I think she speaks to all mothers in questioning the nature of parenthood. Forget the problems mental illness poses. Is it fair to expect an instant bond between mother and child? Why are we expected to welcome a perfect stranger into our lives, no questions asked, no doubts experienced, simply because she has lived inside us for nine months? And is it weird to feel resentment; to want to be alone sometimes; to dislike the idea of breastfeeding; to choose to have a caesarean; to feel like you don’t know and don’t want to know this little person who wants so much and, it would seem at first, gives so little in return?
If you’re a mother or mother-to-be who has asked any of the above questions, Slater will seem like a kindred spirit with whom you can let your guard down.
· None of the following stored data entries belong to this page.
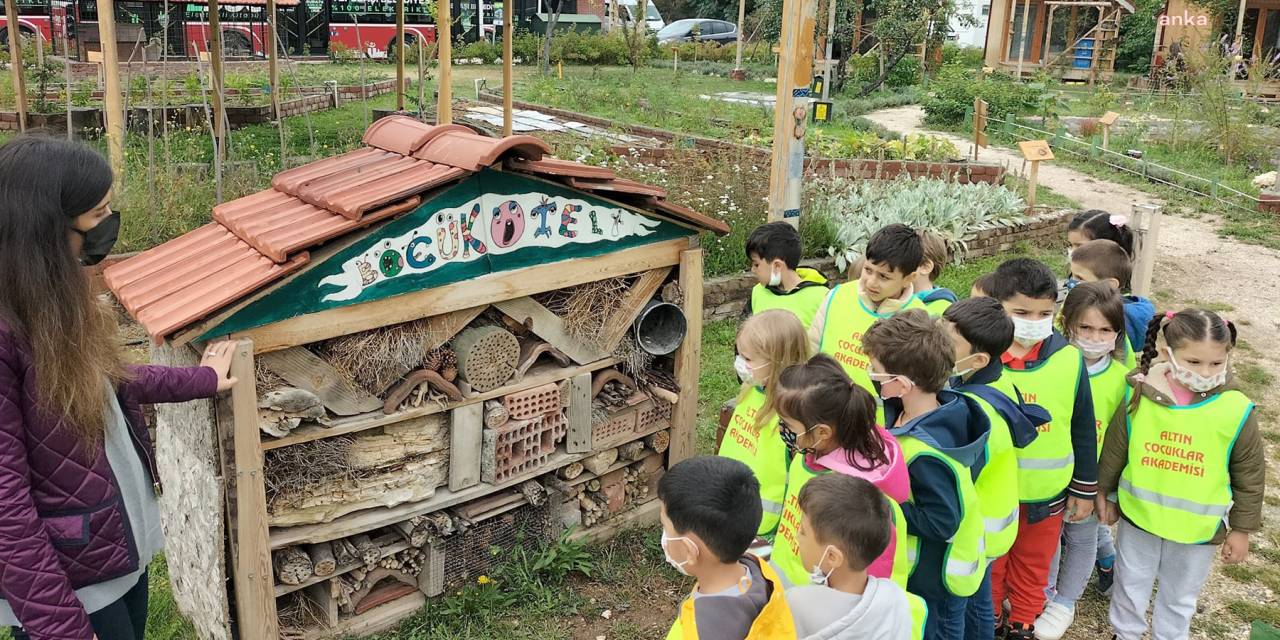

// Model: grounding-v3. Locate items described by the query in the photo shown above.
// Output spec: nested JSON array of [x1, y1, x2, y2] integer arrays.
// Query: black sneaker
[[1097, 564, 1115, 596], [1005, 622, 1036, 639]]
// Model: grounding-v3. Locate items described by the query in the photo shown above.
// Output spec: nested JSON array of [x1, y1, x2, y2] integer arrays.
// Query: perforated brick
[[502, 382, 562, 421], [592, 407, 638, 450], [636, 400, 673, 434], [482, 410, 567, 483]]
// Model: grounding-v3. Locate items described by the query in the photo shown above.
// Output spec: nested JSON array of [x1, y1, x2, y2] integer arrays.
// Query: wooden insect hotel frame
[[104, 116, 728, 640]]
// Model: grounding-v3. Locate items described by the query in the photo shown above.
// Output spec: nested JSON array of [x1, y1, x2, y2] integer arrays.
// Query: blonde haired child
[[1097, 309, 1265, 640], [718, 309, 811, 542]]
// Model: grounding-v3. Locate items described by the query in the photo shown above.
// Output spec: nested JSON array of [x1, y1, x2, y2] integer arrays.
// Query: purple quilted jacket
[[0, 321, 217, 639]]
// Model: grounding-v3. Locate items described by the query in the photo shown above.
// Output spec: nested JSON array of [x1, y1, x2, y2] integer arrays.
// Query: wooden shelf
[[274, 536, 409, 598], [569, 500, 662, 545], [270, 448, 592, 550], [262, 357, 622, 451], [299, 591, 427, 640]]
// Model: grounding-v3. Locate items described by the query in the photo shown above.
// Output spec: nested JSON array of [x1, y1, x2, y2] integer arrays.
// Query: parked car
[[656, 19, 738, 44]]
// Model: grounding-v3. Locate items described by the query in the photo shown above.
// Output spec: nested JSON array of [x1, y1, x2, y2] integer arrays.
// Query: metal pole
[[395, 0, 405, 110], [437, 0, 452, 123], [822, 0, 836, 100], [5, 0, 27, 132], [95, 0, 124, 186], [502, 0, 512, 135], [766, 0, 816, 226]]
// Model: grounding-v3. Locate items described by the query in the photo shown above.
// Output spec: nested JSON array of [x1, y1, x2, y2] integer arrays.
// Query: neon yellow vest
[[717, 386, 788, 537], [907, 593, 929, 640], [960, 391, 1020, 559], [992, 345, 1083, 502], [898, 436, 987, 597], [1088, 358, 1129, 459], [922, 298, 953, 317], [1118, 389, 1252, 544], [750, 268, 829, 328], [666, 556, 797, 640], [818, 282, 926, 400], [772, 454, 911, 590]]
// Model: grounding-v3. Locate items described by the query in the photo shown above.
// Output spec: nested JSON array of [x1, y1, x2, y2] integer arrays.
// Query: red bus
[[326, 0, 436, 59], [0, 0, 57, 45]]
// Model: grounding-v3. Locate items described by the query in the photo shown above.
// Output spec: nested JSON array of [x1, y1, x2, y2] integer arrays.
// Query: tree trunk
[[541, 0, 564, 75], [857, 47, 910, 97]]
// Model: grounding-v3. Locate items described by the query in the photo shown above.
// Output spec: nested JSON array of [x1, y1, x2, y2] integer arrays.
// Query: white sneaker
[[1033, 602, 1075, 640]]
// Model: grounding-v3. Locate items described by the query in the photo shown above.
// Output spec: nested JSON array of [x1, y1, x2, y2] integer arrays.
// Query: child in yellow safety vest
[[744, 221, 830, 327], [1066, 238, 1154, 364], [863, 310, 992, 640], [660, 456, 796, 640], [985, 259, 1098, 640], [809, 223, 928, 400], [766, 354, 911, 590], [1097, 309, 1264, 640], [912, 230, 958, 317], [717, 310, 811, 544], [785, 474, 921, 640], [1035, 283, 1131, 640]]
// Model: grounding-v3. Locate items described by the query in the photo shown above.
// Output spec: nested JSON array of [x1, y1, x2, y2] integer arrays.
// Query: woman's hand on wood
[[201, 341, 238, 393]]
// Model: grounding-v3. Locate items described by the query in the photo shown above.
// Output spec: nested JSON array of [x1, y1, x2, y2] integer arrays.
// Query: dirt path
[[866, 105, 1280, 640]]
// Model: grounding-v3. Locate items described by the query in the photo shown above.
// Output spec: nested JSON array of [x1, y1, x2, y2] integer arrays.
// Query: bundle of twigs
[[535, 276, 633, 349], [312, 318, 451, 394], [264, 437, 358, 504]]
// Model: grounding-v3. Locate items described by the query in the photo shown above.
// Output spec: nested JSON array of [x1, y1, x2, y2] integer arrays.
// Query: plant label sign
[[1017, 140, 1054, 161], [1099, 111, 1120, 126]]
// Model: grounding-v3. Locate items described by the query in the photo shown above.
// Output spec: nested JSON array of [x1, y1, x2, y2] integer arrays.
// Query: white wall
[[948, 0, 991, 50]]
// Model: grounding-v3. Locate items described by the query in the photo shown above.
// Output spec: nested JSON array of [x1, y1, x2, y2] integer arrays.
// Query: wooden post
[[1099, 110, 1118, 151], [1027, 159, 1039, 207], [207, 0, 226, 160], [395, 0, 405, 111], [1015, 0, 1031, 78], [820, 0, 836, 100], [417, 36, 426, 120], [732, 0, 746, 78], [266, 0, 280, 119], [437, 0, 452, 124], [502, 0, 513, 136], [669, 247, 703, 464], [95, 0, 124, 187], [218, 340, 280, 640], [4, 0, 25, 132], [766, 0, 817, 226], [973, 97, 988, 161], [1017, 139, 1053, 209], [1130, 202, 1163, 297], [1234, 0, 1248, 52]]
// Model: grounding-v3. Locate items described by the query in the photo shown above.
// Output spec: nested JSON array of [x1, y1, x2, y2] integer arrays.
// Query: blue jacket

And if you’ve ever longed to snarl at self-righteous types who preach incessantly about the benefits of natural birth and breastfeeding, and the dangers of epidurals or any kind of pain relief, she offers relief, too. Her encounter, for example, with an unsympathetic and smug ante-natal instructor is exhilaratingly scary, hilarious and heartening. Slater can be aggressive and perverse, quarrelsome and stubborn, but what a comfort that is when she’s on your side.
I also like the way she constantly offers us interesting titbits to exclaim over and wonder about. I especially love the story of buried placentas continuing to grow, under the influence of the massive amounts of oestrogen they contain, extending up to 30 miles underground. It’s an amazing story, like something out of a sci-fi novel, and to me, it conveys all the wonders and horrors of pregnancy, motherhood and womanhood – all that power and glory. I wonder why not more pregnant women are as prickly and difficult as I am!
Slater is as prickly as they come, and I love this. I love her defiance, her cynicism and her pessimism; her belligerence, her disbelief and her grudging love. Most of all, I love her vivid, fleshy words that give the most basic actions a wildly sensuous, earthy flavour. Her “un-motherly” description of her baby’s “dripping pink” mouth I find adorable.
I wish there were more books like this one, describing the strange, changeable country that is motherhood. It’s not all warm snuggles and sweet smiles, warn the usual tomes aimed at parents-to-be. But what are sore nipples and sleepless nights compared with the loss of identity and feelings of isolation that often come with being a parent, and especially a mother?
It’s just a shame that, because they are experienced by Slater, these emotions may be construed by some as simply the symptoms of an unbalanced mind. We need more “sane” women to speak up and write about the “dark” side of motherhood. Post-natal depression aside, women need to know it’s okay and normal not to always feel 100% about being a mum.